In reply to the disciples question, “Tell us, when will these things be? And what will be the sign of Your coming, and of the end of the age?, Christ spoke of famines. Are famines in various places signs of the end? What role do famines play in the signs leading up to the end?

Wouldn’t it make sense to define the end? Are we absolutely sure we’re not imagining some end of which the Bible never speaks? In the question above, the word “end” is a part of the phrase, “end of the age.” Now that’s moving us along in the write direction.

So the next question is, “What is the age?” This word, listed #165,  in Strong’s Greek Concordance means age.  It’s an epoch or period of time.  We’re almost there.
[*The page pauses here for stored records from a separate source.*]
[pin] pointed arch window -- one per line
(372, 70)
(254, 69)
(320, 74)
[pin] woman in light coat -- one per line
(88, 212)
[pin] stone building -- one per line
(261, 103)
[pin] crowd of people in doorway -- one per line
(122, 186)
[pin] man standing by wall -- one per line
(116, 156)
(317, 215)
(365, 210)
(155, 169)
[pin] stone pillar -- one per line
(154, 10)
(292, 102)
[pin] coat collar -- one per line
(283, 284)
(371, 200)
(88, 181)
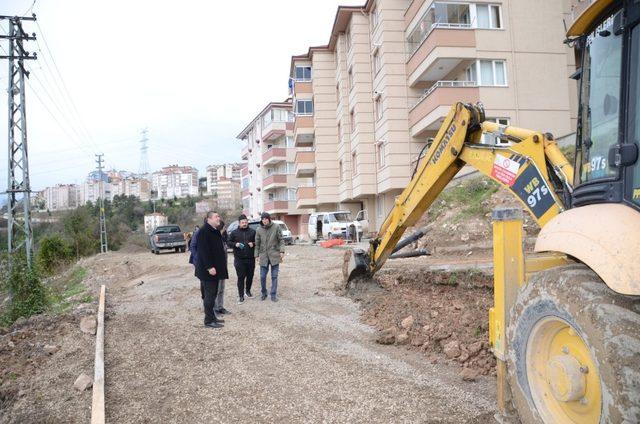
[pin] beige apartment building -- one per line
(215, 173)
(367, 102)
(268, 177)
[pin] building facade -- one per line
(367, 102)
(231, 171)
(268, 177)
(63, 197)
(175, 181)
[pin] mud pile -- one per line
(444, 315)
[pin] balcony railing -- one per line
(274, 154)
(431, 89)
(415, 45)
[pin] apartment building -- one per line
(228, 194)
(96, 189)
(232, 171)
(130, 186)
(368, 101)
(268, 177)
(63, 197)
(175, 181)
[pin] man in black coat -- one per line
(243, 241)
(211, 265)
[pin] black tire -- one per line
(607, 322)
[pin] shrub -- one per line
(28, 294)
(53, 252)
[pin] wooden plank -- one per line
(97, 405)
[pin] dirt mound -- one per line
(461, 218)
(444, 315)
(40, 358)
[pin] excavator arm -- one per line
(530, 165)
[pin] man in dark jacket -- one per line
(270, 252)
(243, 240)
(211, 265)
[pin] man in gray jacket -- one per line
(270, 251)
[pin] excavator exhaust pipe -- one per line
(355, 265)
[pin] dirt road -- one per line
(307, 358)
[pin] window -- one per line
(492, 139)
(354, 163)
(303, 73)
(487, 72)
(378, 107)
(304, 107)
(488, 16)
(381, 154)
(350, 79)
(289, 141)
(377, 63)
(375, 17)
(447, 15)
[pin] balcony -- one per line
(440, 52)
(274, 181)
(303, 131)
(436, 102)
(302, 86)
(306, 197)
(278, 206)
(305, 164)
(274, 155)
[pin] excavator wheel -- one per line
(574, 350)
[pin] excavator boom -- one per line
(529, 164)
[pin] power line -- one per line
(64, 85)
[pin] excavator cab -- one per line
(608, 133)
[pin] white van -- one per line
(338, 224)
(286, 233)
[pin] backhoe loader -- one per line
(565, 325)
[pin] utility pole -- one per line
(144, 158)
(103, 221)
(20, 234)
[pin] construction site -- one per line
(492, 280)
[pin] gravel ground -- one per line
(307, 358)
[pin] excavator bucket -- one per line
(356, 264)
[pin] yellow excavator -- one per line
(565, 325)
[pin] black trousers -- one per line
(209, 291)
(244, 269)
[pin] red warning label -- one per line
(505, 170)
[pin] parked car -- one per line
(339, 224)
(167, 237)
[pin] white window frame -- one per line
(375, 17)
(478, 70)
(305, 101)
(354, 163)
(381, 152)
(488, 138)
(377, 62)
(378, 108)
(474, 15)
(303, 79)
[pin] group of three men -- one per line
(209, 256)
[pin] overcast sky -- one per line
(194, 72)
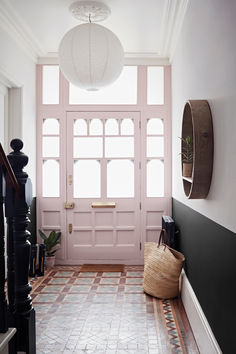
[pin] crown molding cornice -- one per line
(134, 60)
(172, 20)
(16, 28)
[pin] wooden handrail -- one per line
(11, 175)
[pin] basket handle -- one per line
(166, 237)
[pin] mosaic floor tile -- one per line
(111, 274)
(70, 308)
(134, 274)
(106, 313)
(109, 281)
(80, 289)
(46, 298)
(138, 281)
(42, 308)
(64, 274)
(87, 274)
(84, 281)
(58, 281)
(104, 298)
(107, 289)
(133, 289)
(53, 289)
(75, 297)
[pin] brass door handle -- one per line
(69, 205)
(70, 226)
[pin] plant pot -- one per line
(187, 169)
(50, 261)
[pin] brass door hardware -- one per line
(70, 228)
(69, 205)
(103, 205)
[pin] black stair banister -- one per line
(6, 174)
(3, 301)
(21, 312)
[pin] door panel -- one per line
(103, 182)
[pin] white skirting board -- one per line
(201, 329)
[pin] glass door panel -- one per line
(103, 156)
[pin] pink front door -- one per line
(103, 186)
(110, 161)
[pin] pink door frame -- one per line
(50, 211)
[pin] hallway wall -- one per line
(19, 70)
(203, 67)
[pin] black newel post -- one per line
(22, 314)
(3, 302)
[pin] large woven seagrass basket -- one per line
(162, 268)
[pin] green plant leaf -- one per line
(42, 235)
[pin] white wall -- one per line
(204, 67)
(19, 69)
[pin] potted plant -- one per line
(50, 242)
(187, 156)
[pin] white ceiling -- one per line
(147, 29)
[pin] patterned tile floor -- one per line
(106, 313)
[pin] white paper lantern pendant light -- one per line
(90, 55)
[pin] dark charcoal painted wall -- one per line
(210, 252)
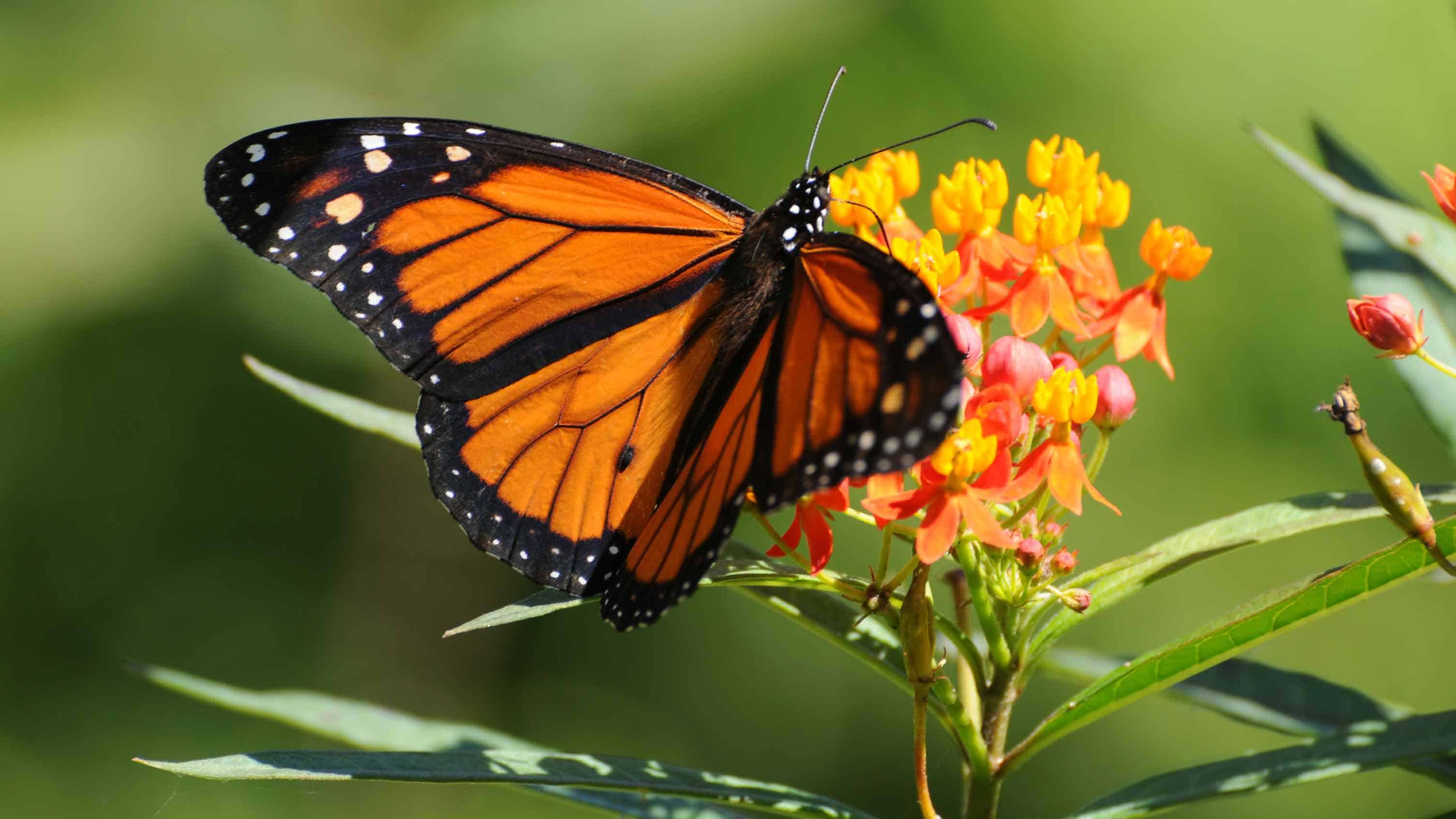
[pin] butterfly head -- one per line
(801, 210)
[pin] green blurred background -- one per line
(156, 502)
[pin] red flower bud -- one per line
(1443, 187)
(1063, 562)
(1017, 363)
(1388, 322)
(1116, 399)
(964, 335)
(1030, 553)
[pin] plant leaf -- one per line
(1259, 620)
(1366, 747)
(356, 412)
(1263, 696)
(376, 728)
(516, 767)
(746, 568)
(1376, 229)
(1118, 580)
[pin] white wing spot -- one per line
(378, 162)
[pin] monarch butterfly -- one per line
(609, 354)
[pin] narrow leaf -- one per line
(370, 726)
(1365, 748)
(1378, 268)
(1263, 696)
(356, 412)
(1118, 580)
(519, 767)
(1265, 617)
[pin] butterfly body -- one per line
(609, 355)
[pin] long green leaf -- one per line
(1365, 748)
(515, 767)
(1251, 625)
(1118, 580)
(375, 728)
(354, 412)
(1263, 696)
(1378, 267)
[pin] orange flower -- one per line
(811, 518)
(951, 502)
(1066, 399)
(1139, 318)
(1443, 187)
(1044, 223)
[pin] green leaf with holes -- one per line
(376, 728)
(1254, 623)
(1118, 580)
(631, 777)
(1365, 747)
(356, 412)
(1286, 702)
(1389, 247)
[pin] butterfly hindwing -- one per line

Our next question leads us to what particular age is under discussion.  Now it’s almost natural to define the age as the one in which one presently lives whether then or now.

For example, living today, if one were to ask, When is the end of the age?,” no doubt we would respond by speaking of our current age or times. In like manner, when the disciples asked the question of the Lord, he responded according to the times in which they lived. This helps us to define the period for the famines.
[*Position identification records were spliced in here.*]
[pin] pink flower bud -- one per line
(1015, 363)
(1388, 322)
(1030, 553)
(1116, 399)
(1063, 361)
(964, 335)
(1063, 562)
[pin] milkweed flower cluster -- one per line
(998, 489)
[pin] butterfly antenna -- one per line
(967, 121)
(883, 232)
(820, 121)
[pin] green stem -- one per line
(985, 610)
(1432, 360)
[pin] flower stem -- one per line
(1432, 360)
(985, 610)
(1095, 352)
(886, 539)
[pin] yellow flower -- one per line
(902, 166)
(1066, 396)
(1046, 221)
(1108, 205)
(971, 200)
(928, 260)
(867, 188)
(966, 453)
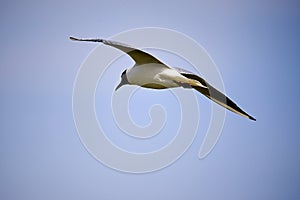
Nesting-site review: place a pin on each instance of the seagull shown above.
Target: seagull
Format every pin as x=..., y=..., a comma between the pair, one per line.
x=150, y=72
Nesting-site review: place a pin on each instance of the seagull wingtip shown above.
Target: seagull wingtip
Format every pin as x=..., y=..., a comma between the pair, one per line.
x=73, y=38
x=252, y=118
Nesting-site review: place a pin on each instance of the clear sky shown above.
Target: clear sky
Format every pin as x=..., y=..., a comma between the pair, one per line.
x=255, y=45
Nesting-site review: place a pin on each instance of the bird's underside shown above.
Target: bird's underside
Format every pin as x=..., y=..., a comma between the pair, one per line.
x=184, y=79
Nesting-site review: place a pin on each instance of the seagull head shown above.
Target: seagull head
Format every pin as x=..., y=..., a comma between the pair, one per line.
x=124, y=80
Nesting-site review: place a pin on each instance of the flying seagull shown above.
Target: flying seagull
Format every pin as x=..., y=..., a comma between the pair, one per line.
x=150, y=72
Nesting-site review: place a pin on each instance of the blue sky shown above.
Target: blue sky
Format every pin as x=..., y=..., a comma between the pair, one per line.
x=255, y=45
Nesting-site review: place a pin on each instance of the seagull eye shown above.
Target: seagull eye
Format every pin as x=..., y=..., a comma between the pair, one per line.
x=124, y=72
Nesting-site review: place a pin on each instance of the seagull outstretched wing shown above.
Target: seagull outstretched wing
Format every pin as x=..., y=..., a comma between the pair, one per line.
x=215, y=95
x=139, y=56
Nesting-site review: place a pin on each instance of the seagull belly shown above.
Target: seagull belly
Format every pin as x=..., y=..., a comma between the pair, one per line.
x=150, y=76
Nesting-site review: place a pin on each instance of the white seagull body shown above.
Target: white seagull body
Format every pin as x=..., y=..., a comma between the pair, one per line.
x=149, y=72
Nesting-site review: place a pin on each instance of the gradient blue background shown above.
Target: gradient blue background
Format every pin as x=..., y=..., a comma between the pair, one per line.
x=255, y=45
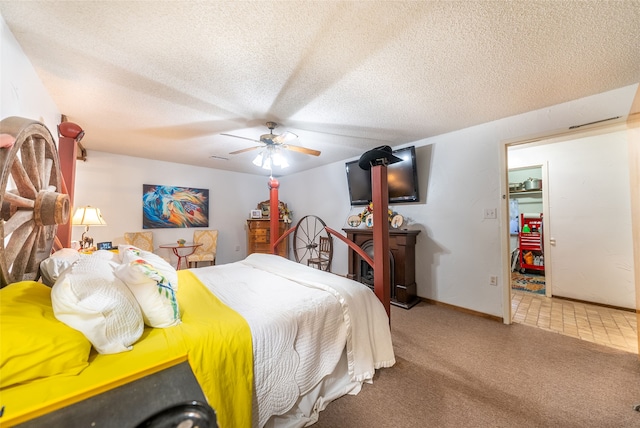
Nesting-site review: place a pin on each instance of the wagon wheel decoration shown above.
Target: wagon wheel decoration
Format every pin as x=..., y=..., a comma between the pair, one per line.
x=31, y=206
x=306, y=240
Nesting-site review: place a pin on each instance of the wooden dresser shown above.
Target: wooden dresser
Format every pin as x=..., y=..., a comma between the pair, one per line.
x=258, y=237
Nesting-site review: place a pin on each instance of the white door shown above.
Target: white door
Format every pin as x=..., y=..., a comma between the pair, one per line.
x=587, y=218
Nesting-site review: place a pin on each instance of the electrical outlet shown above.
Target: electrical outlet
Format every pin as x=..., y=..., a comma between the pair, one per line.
x=490, y=213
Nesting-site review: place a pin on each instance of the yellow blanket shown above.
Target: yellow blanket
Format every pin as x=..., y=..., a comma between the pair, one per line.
x=215, y=339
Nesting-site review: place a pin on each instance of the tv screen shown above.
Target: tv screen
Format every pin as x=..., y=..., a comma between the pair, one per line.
x=402, y=179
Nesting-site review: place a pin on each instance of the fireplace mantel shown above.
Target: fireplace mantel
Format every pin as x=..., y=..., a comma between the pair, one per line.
x=402, y=247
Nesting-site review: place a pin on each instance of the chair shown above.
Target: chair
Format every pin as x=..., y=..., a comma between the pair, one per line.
x=325, y=254
x=142, y=240
x=207, y=251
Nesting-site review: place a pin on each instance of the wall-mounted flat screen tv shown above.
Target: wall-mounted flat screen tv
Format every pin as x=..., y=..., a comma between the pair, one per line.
x=402, y=179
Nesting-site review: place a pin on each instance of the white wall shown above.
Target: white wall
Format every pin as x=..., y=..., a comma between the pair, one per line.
x=457, y=249
x=589, y=216
x=21, y=91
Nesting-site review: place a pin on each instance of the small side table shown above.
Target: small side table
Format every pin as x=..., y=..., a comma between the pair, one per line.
x=187, y=249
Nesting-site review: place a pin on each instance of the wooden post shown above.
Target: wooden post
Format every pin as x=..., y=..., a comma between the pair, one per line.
x=67, y=151
x=274, y=214
x=381, y=261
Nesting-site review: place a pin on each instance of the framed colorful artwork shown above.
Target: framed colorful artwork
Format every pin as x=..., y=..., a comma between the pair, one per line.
x=166, y=207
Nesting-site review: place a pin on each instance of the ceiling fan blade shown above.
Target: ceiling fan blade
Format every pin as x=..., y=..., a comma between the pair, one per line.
x=302, y=150
x=244, y=138
x=284, y=137
x=237, y=152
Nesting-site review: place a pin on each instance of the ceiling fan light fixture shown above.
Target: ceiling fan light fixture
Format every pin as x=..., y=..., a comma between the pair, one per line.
x=258, y=160
x=279, y=160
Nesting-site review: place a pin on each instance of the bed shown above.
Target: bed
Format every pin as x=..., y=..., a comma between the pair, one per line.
x=295, y=338
x=270, y=341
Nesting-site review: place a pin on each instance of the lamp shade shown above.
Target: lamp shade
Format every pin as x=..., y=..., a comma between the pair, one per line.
x=88, y=216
For nation will rise agains nation, and kingdom against kingdom. And there will be famines, pestilences, and earthquakes in various places. (Matthew 24:7)

These were signs, not that the end had arrived, rather, they were merely the beginning of the labor pangs as of a women first going into signs of labor.  Christ was careful to add that when they saw these things the end was not yet.

Famines in Various Places, Signs of the End?

As in the previous post, the rule of hermeneutics applies here also. We must identify the correct times and places for the events. Now the world will always experience poverty and famines. Christ said the poor will be with you always. So, it must be the case that he has some particular time and event in mind.

In fulfillment of the sign of famines, we turn to Acts 11:27-30:

“And in these days prophets came from Jerusalem to Antioch.

Then one of them, named Agabus, stood up and showed by the Spirit that there was going to be a great famine through all the world, which also happened in the days of Claudius Caesar.

Then the disciples, each according to his ability, determined to send relief to the brethren dwelling in Judea.

This they also did, and sent it to the elders by the hands of Barnabas and Saul.”

Once again we have an event which occurs in “all the world.” Yet, “all the world” is defined and limited to the times and people of the first century generation. The text makes it clear that this famine happened in the days of Claudius Caesar.

More notable are the famines which besieged the city of Jerusalem during the Roman invasion of Judea, which  historian Josephus records as punishment for the Jews sins against the Christ.

This famine was so so severe that it climaxed with a once properous woman reduce to such dire hunger that she roasted her own nursing son, and eating half of him, offered the other half to robbers who went about killing others for food.  See excerpt from Josephus in Eusebius Ecclesiastical History, Popular Edition, pp. 87-92.

Finally, Christ’s words are framed so as to occur within the generation living in his time. No amount of modern famines past the first century world leading up to Jerusalem’s fall can fit the text.